A DECISION to invest around £18 million to set up a regional research institute in conjunction with America’s Harvard University has been met with fury by private colleges, who accused the government of being indifferent in upgrading higher education on the island.
According to the agreement, expected to be signed by President Tassos Papadopoulos in Boston this week, the government will fund the institute for the environment and public health, in association with the Harvard School of Public Health (HSPH) over a ten-year period at a total cost of $34 million, but the institute is expected to become self-sufficient after that period.
The government will also finance the construction of the premises, the cost of which is estimated to be in the range of an extra $21 million (£10 million).
The institute will offer training and research and have direct links with regional policy-makers in the fields of environment and issues affecting public health.
Scientists from Harvard will work alongside Cypriots, postgraduate and doctorate students and other professionals from around the world, researching the latest in advanced technologies in environment and public health.
The institute will comprise laboratories, training facilities, library, computer systems and offices, providing new opportunities for research into environmental technologies and public health. Its main functions will be to provide research, training and education and consultation services.
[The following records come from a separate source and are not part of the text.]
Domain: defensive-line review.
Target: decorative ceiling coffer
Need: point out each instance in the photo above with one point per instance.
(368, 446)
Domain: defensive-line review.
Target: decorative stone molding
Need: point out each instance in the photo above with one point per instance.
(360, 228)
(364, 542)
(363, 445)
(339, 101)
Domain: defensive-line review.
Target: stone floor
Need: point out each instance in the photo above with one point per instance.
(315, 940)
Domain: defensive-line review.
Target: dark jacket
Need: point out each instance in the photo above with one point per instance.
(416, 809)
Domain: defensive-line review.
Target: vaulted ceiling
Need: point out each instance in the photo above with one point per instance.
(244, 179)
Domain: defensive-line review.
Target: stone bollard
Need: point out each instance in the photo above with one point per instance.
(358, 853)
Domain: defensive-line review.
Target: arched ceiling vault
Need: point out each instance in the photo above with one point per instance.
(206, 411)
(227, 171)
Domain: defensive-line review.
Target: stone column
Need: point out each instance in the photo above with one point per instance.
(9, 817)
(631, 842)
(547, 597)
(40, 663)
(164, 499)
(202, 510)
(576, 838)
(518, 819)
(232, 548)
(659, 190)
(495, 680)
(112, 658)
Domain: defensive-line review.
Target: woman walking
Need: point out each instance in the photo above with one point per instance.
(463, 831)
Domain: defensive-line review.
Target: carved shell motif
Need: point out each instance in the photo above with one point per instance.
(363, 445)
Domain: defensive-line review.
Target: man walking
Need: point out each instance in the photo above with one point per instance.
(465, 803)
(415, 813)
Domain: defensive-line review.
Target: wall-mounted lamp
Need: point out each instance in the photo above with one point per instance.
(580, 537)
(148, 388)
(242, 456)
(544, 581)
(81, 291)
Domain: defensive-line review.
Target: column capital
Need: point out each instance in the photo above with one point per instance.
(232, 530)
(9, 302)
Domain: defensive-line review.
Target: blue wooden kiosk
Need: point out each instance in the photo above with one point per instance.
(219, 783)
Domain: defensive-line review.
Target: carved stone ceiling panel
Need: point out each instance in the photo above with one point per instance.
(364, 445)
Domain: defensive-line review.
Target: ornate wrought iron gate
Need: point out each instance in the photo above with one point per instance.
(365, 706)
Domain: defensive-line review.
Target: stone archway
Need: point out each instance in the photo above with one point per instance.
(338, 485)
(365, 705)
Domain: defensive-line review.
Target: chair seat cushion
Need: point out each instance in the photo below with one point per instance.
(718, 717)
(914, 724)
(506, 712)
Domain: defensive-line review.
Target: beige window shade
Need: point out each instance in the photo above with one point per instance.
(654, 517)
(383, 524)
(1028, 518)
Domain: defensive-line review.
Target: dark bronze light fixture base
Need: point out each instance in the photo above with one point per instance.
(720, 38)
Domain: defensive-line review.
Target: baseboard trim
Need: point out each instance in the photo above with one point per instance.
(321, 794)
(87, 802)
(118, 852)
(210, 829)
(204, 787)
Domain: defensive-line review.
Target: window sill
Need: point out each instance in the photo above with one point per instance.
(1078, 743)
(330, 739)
Commerce and Industry Minister George Lillikas has branded the project as a success saying it would “give Cyprus the possibility to play a leading role in the area of the Eastern Mediterranean on matters of the environment, and public health, as the only EU country in the region.”
But the decision has outraged private colleges on the island who accused the government of being indifferent in upgrading tertiary education to university standards.
Speaking to the Cyprus Mail yesterday Intercollege chairman Nicos Peristianis said the government’s decision was rash and was lacking in strategy and planning and wondered why it decided to donate £17 million to build the institute when it didn’t give a penny to local colleges.
“The decision could be seen as a good one because of Harvard’s presence on the island, but it’s not a part of a complete plan for tertiary education, a plan that we have been waiting to see for many years,” he said.
“Four years ago, the cabinet adopted a proposal to turn Cyprus into a regional and international training centre, but the move required government help to help colleges be acknowledged, to be turned into universities, to be connected with universities abroad and to receive state funding. None of this took place,” he added.
And the fact that Commerce and Industry Minister George Lillikas, who is in charge of the project is related to one of the professors at the university did little to convince observers there were no other motives.
“Imagine every minister having a cousin in a university and in order to help him a little, they create a research institute in his field,” Peristianis said.
“This should have been planned, there should be a strategy, the government should study ways of intergrading our colleges into this system.
“The problem is that they never did anything that resembled a complete plan.”
Peristianis said the government had not kept their promise to give land so that private colleges could build campuses.
“I just came from the north, where I visited the Eastern Mediterranean University, it’s a huge university, and we want 100 more years to reach that level,” he said.
“That’s because the government promoted five universities, and their smallest one is at least five times bigger than our institutes, even the University of Cyprus and they are more complete.”